Modify and expand the two-story terminal at Port of Galveston Cruise, the 4th busiest cruise port in the U.S.
The port worked closely with Royal Caribbean to identify upgrades needed to improve operations at Cruise Terminal No. 2 for both Voyager class vessels and any larger vessels in the future.
Our brand Webber was awarded the contract to modify and expand the two-story terminal. Work features 150,000 square feet of space and terminal seating capacity of over 2,000 passengers (from only 700). The westward expansion and modification of the Cruise Terminal 2 structure includes: converting the passenger check-in area to a baggage lay-down area and modifying the east end of the building to facilitate passenger and baggage screening activities with the ultimate goal of designing and building the expansion so that it will be incorporated into a new Terminal 3 at a later date.

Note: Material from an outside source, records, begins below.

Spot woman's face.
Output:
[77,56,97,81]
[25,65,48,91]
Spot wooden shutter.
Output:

All existing services that were upgraded or added, including power, electrical, telecommunication, security, HVAC and mechanical, sewage, potable water as well as improvements to the adjacent uplands area were performed so as not to disrupt current terminal users. During the project, we held weekly meetings with the port to identify work areas needed for action to keep on schedule and request port authorization. In some cases, we erected temporary screen walls to keep passengers clear of construction work areas and maintain aesthetics. In all cases, we kept the construction areas clean of debris before a ship arrived. And even though the cruise schedules were well published, Webber continuously coordinated with the port to ensure there were no last minute changes or misunderstandings.
The port of Galveston, Texas’ Star Cruise port serves as the primary point of embarkation for cruises to the Caribbean and Bahamas and each year handles over 1 million cruise passengers, making it the 4th busiest cruise port in the U.S.